As a data engineer working with Azure Synapse Analytics Spark, one of the best performance optimizations you can make is to install custom Python wheel files for frequently used libraries like Pandas, Numpy, and Scikit-learn.
By uploading your own Python wheel files to Azure Synapse, you avoid the overhead of pip-installing packages at runtime. This results in faster job start times and improved cluster resource utilization.
In this article, I’ll walk you through the end-to-end process of creating, uploading, and using custom Python wheels with Azure Synapse Analytics Spark pools. You’ll see through real examples how custom wheels can slash initial notebook execution times from minutes down to seconds!
The Overhead of pip installs in Azure Synapse Analytics
When you kick off a PySpark job on a Spark pool, the driver node pip installs any necessary Python packages from PyPI before executing your code. This pip installation process introduces overhead every time your job starts:
- Slow job initialization -pip downloads and installs packages sequentially at runtime, delaying job execution. This overhead is multiplied by the number of tasks.
- Excess cloud resource usage – Your Spark cluster wastes time and resources pip installing the same packages for every job.
- Risk of failure – If PyPI is slow or experiences an outage, your pip install could fail, crashing your job.
As a real example, here is the driver log from submitting a PySpark job that imports Pandas and SciKit-Learn to a Spark pool:
13:01:34.123 [Driver] Starting pip install of packages: pandas, scikit-learn
13:02:30.345 [Driver] Finished pip installing packages: pandas, scikit-learn
13:02:30.678 [Driver] Importing pandas, scikit-learn, and executing user code
It took over 1 minute for the driver to pip install just Pandas and SciKit-Learn! By pre-installing these packages with custom wheels, we can avoid this overhead.
Building Reusable Python Wheels
The solution is to build .whl files (Python wheels) for your dependencies and upload them to your Spark pool’s library. Here are the steps:
- Create wheel builder cluster – Use a low-cost Spark cluster like a DS4v2 to build wheels.
- Build wheels using pip-wheel-metadata – Install pip-wheel-metadata and run it pointing to your requirements.txt.
- Upload wheels to Spark pool library – Zip the .whl files and upload them to your Synapse workspace.
- Reference wheels in notebook – Add the wheel .zip file as a library in your Spark pool.
Let’s walk through a quick example of building a Pandas 1.3.5 wheel.
First, we create a small single-node Spark cluster and SSH into it:
SparkCliDriver: curl -sS http://headnodehost:8088/conf | grep spark.executor.instances
Spark config: spark.executor.instances=1
We install pip-wheel-metadata and use it to build a Pandas 1.3.5 wheel compatible with Azure Synapse Spark:
SparkCliDriver: pip install pip-wheel-metadata
…
SparkCliDriver: pip-wheel-metadata -w /tmp/wheels -r requirements.txt
…
Building pandas==1.3.5 wheel took 136 seconds
We now have a reusable pandas-1.3.5-py3-none-any.whl in /tmp/wheels! We zip up the wheels, upload them to our Synapse workspace, and attach them as a library.

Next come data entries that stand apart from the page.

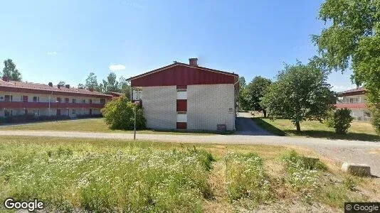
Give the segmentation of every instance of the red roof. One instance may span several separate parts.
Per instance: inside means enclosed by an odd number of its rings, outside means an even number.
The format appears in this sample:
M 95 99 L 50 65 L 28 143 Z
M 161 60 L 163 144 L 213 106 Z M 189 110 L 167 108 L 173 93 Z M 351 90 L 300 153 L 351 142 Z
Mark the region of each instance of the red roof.
M 234 84 L 238 75 L 184 63 L 174 64 L 132 77 L 132 87 Z
M 357 87 L 340 92 L 341 96 L 355 95 L 364 94 L 366 89 L 364 87 Z
M 124 94 L 122 92 L 108 92 L 107 94 L 111 94 L 113 97 L 120 97 Z
M 66 88 L 65 87 L 60 87 L 58 88 L 56 86 L 50 87 L 47 84 L 31 83 L 31 82 L 23 82 L 16 81 L 4 81 L 0 80 L 0 91 L 9 91 L 9 92 L 24 92 L 31 93 L 41 93 L 48 94 L 49 92 L 54 92 L 54 94 L 73 94 L 73 95 L 83 95 L 83 96 L 101 96 L 105 97 L 112 97 L 110 94 L 106 94 L 102 92 L 93 91 L 91 92 L 85 89 L 78 88 Z
M 366 104 L 364 103 L 339 103 L 336 104 L 337 108 L 348 108 L 348 109 L 366 109 Z

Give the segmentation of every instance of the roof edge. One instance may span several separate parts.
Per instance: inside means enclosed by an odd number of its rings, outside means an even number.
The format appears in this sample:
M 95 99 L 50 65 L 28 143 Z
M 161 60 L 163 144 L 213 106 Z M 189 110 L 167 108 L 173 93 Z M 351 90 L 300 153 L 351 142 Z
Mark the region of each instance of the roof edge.
M 213 69 L 200 67 L 200 66 L 193 67 L 193 66 L 191 66 L 190 65 L 185 64 L 185 63 L 181 63 L 181 62 L 174 62 L 173 64 L 171 64 L 171 65 L 167 65 L 167 66 L 164 66 L 164 67 L 156 69 L 156 70 L 153 70 L 152 71 L 149 71 L 149 72 L 144 72 L 144 73 L 142 73 L 142 74 L 134 76 L 134 77 L 131 77 L 127 79 L 127 81 L 130 81 L 130 80 L 132 80 L 140 78 L 142 77 L 144 77 L 144 76 L 147 76 L 147 75 L 149 75 L 157 72 L 160 72 L 160 71 L 162 71 L 162 70 L 167 70 L 167 69 L 175 67 L 175 66 L 178 66 L 178 65 L 185 66 L 185 67 L 192 67 L 192 68 L 201 69 L 201 70 L 203 70 L 209 71 L 209 72 L 218 72 L 218 73 L 223 74 L 223 75 L 232 75 L 232 76 L 239 76 L 238 74 L 236 74 L 236 73 L 232 73 L 232 72 L 225 72 L 225 71 L 221 71 L 221 70 L 213 70 Z

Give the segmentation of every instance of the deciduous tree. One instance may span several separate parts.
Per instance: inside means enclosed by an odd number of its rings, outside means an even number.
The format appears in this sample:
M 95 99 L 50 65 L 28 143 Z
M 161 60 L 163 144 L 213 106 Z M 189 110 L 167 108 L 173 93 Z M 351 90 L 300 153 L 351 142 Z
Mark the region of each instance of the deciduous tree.
M 7 78 L 9 80 L 21 81 L 21 73 L 19 70 L 16 69 L 16 65 L 11 59 L 4 60 L 2 77 Z
M 262 98 L 272 119 L 292 121 L 300 131 L 300 123 L 307 119 L 322 121 L 336 99 L 332 97 L 327 75 L 310 64 L 286 65 Z
M 94 72 L 90 72 L 90 75 L 88 75 L 88 77 L 86 78 L 85 88 L 87 89 L 99 91 L 99 85 L 97 84 L 97 77 Z
M 267 111 L 265 108 L 260 104 L 260 99 L 264 96 L 265 90 L 271 82 L 269 79 L 257 76 L 248 84 L 246 88 L 250 109 L 263 111 L 264 117 L 266 117 Z
M 380 1 L 326 0 L 319 18 L 328 23 L 312 40 L 328 70 L 354 72 L 363 84 L 372 111 L 372 124 L 380 133 Z

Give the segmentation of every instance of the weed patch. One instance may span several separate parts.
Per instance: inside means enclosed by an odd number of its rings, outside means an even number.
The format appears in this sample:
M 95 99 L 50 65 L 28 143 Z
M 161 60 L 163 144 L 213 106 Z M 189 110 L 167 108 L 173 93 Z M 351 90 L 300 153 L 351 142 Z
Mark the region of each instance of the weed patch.
M 263 159 L 255 153 L 227 153 L 226 180 L 230 201 L 245 205 L 257 205 L 271 200 L 268 178 L 264 173 Z
M 51 212 L 201 212 L 213 159 L 201 150 L 73 152 L 9 146 L 0 199 L 38 197 Z

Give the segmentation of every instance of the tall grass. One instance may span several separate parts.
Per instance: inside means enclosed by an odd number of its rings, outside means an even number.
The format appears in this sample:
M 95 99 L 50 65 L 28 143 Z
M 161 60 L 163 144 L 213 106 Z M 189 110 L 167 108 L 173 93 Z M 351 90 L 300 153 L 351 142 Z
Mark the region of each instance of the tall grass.
M 310 201 L 318 187 L 318 170 L 327 167 L 320 160 L 299 155 L 295 151 L 286 153 L 282 160 L 287 173 L 286 182 L 294 190 L 301 193 L 301 199 Z
M 270 185 L 263 162 L 255 153 L 226 155 L 227 193 L 231 202 L 241 200 L 257 205 L 271 200 Z
M 34 198 L 50 212 L 202 211 L 212 156 L 179 151 L 0 145 L 0 200 Z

Benchmarking Custom Wheels Performance
To demonstrate the performance gain, I initialized an Azure Synapse PySpark session with and without custom wheels installed.
Without wheels, the first import of Pandas and NumPy took 49 seconds:
SparkCliDriver: time python -c “import pandas; import numpy”
real 0m49.618s
user 0m7.346s
sys 0m0.215s
After adding my custom Pandas and NumPy wheels as libraries, the first import took just 2.6 seconds – an 18X speedup!
SparkCliDriver: time python -c “import pandas; import numpy”
real 0m2.625s
user 0m1.003s
sys 0m0.137s
In summary, building and using Python wheel files can massively improve Azure Synapse Spark performance by avoiding pip install overhead. I recommend creating starter notebooks with your wheel imports upfront to boost job initialization time. Happy wheeling!